The following paragraphs almost read quite differently to how they currently do, with writes, re-writes, and much editing down in an attempt to try and get over a point which is of much concern to us and, we hope, the broader public. It was few thousand words which, at times and rather uncomfortably, teetered on the edge of that chasm of apocalypse which characterizes the, understandably impassioned but often irrational, debate regarding pollution and the environment which it, without any doubt, is doing great damage to. Then an announcement was made by the Department of Transport, and it changed, entirely, the tone in which this latest blog speaks, with negativity giving way to positivity.

The announcement stated that the UK government intends to bring to an end the sale of new diesel and petrol-powered cars by the year 2040. That is, at present, only ‘the sale’, and specifically ‘new cars’, and comes as the latest in a line of announcements by other governments and of car manufacturers, indicating some strong momentum away from internal combustion. At a first cynical glance, from a UK perspective, this means that the used fossil-fuel car market will take a good decade-or-so to wind down, and there may suddenly be a mushrooming of sales of small vans as people attempt to take advantage of such loopholes. So it is, realistically, quite a long time down the road, and much can happen before then. I mean, to lend the timeline some perspective, a young couple who may have just invested in a smart new car, could, if purchase and re-purchase trends hold, be on their fourth or fifth new car some twenty-three years from now, and on their way to a maternity unit to welcome their latest grandchild into the world.

How does this affect the operations of Barnes Logistics? On the face of it, not a great deal. However, it isn’t some irrational display of clairvoyance to predict that heavy goods vehicles will one day benefit from a massive propulsion re-design, and it got us thinking as to what will our fleet of lorries will look like in the year 2040. It’s just that we’re not planning on going anywhere but forward, up to and beyond that date with destiny for cars, in the future.

Nobody could really say operating a modern fleet of trucks is fun recreation – it’s costly, a headache of regulations, and they are rather attention-seeking when it comes to the strict maintenance regime we observe. A fleet consumes thousands of litres of fuel per day, and operations are replete with any number of factors which can impede or halt progress. However, they are quite an essential tool in industry, supporting people and growth and contributing to prosperity for all. Aye, there’s the rub, and as things stand, it is a real question of ‘To be or not to be?’ if one wishes to retain a presence in the road transport industry. For the present and for the movement on the roads of the size of loads our trucks and those of other operators carry, diesel trucks are the only cost-effective show in town. For the future, however, we at Barnes hasten the advent of economically and environmentally efficient hybrid commercial vehicles. The technology is there, and has been for many, many years. From the once familiar sight of an electric milk-float, right up to some of the largest quarrying trucks, moving 350+ tonnes per-load. It is a question of range and efficiency with regards application, but it will come, and we welcome it.

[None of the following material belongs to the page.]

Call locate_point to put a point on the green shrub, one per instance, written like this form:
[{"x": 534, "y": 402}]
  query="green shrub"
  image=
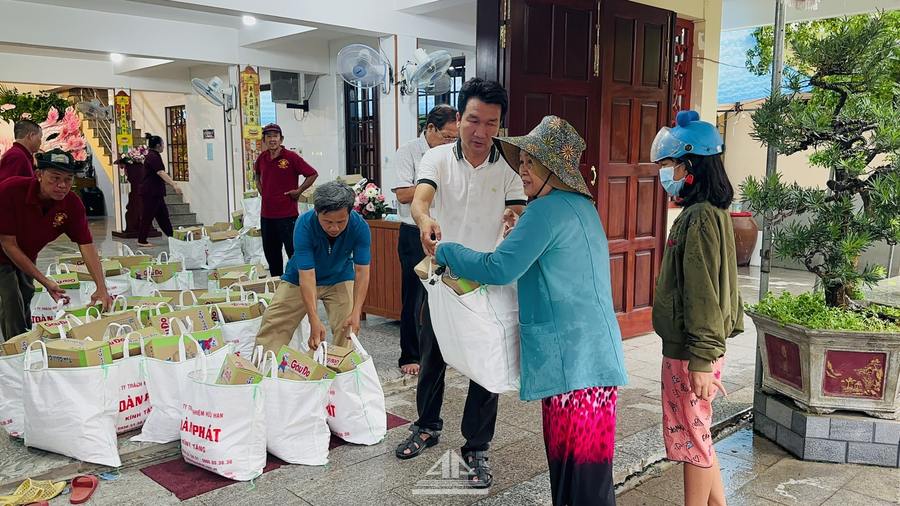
[{"x": 809, "y": 310}]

I think one of the dilemmas for the majority must be that we have, in rather a short space of time, become very conditioned to the internal combustion engine as the pinnacle of transport engineering, and the idea of not having it or of having the choice of ownership taken away is considered a violation against the personal. Yes…it is a marvellous piece of engineering, in its time, in the same way a valve television once was. Like such televisions, the engine as we know it may well, one day, occupy a place in a museum of historical curiosities. I relish the idea of our successors looking upon such an exhibit with amusement, as a token of a time when things were less sophisticated and less advanced; and, like more enlightened thinking about now outdated and less efficient forms of transport of goods and people saw an end to certain other fuel sources’ use, so it will with regards to current modes. To give the understandable environmental concerns all the credit for re-design is to miss a point, as the perpetual enquiry inherent in technological research was always going to render much of what we know and currently use to be obsolete, given a long enough timeline.

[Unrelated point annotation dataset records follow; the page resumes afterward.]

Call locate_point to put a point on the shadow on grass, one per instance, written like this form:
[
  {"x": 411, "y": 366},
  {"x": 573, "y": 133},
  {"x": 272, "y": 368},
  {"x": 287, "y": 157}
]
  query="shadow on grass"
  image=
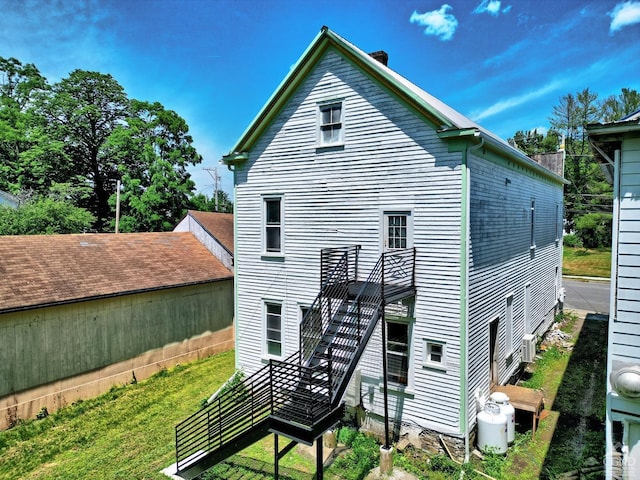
[
  {"x": 242, "y": 468},
  {"x": 578, "y": 441}
]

Another bit of misdirection which the eventual eradication of diesel and petrol engines lends itself to is a kind of panic thought that we will not recognize the few vehicles we perceive will remain, when oil-burners have gone. Except, just as evolution of an organic species is a slow and long game, the technological evolution of manufactured goods is a rapid one which implements re-design to a consumer block so accustomed to upgrading with every tenth breath, with the majority of re-design being solely in function, and only a slight margin given to appearance. This is intentional, as whilst we demand improved function and application, our eyes are an early warning system, and if something looks too suddenly alien or a threat to what we understand, we’re less likely to readily engage. In the manufacture of vehicles, this has put far more not instantly recognizable hybrid cars on the road in the last decade-or-so than we would believe, and our obsession with the known aesthetic is why these cars of the future have few of the very acute angles and long sweeping arcs which our naive imagination had us drawing as children. Yes…a mid 20th century vehicle looks markedly different to a new vehicle on a forecourt, today. But, given that the engined car is, only about 130 years old, it’s a cosmetic evolution as comparatively slow as us creeping from the primordial swamp, to where we are now.

However the inevitable socio-economic evolution alters truck design, the Barnes Logistics of the future will embrace such changes, as we’re sufficiently pragmatic to understand that all evolutions have one steering principle…efficiency. Like anything evolved, the internal combustion engine is going, and it was on its way out as soon as it was formed, as there are certain engineering design compromises which lend it a certain efficiency, but nowhere near the potential of yet to be exploited sources of energy. As a company, we equally demand new efficiencies, and embrace all mechanisms which encourage such. We just eagerly await technological advances in truck design, as newer and more sustainably efficient trucks will be good…the four charging horses of Barnes Logistics on their bodywork will be better.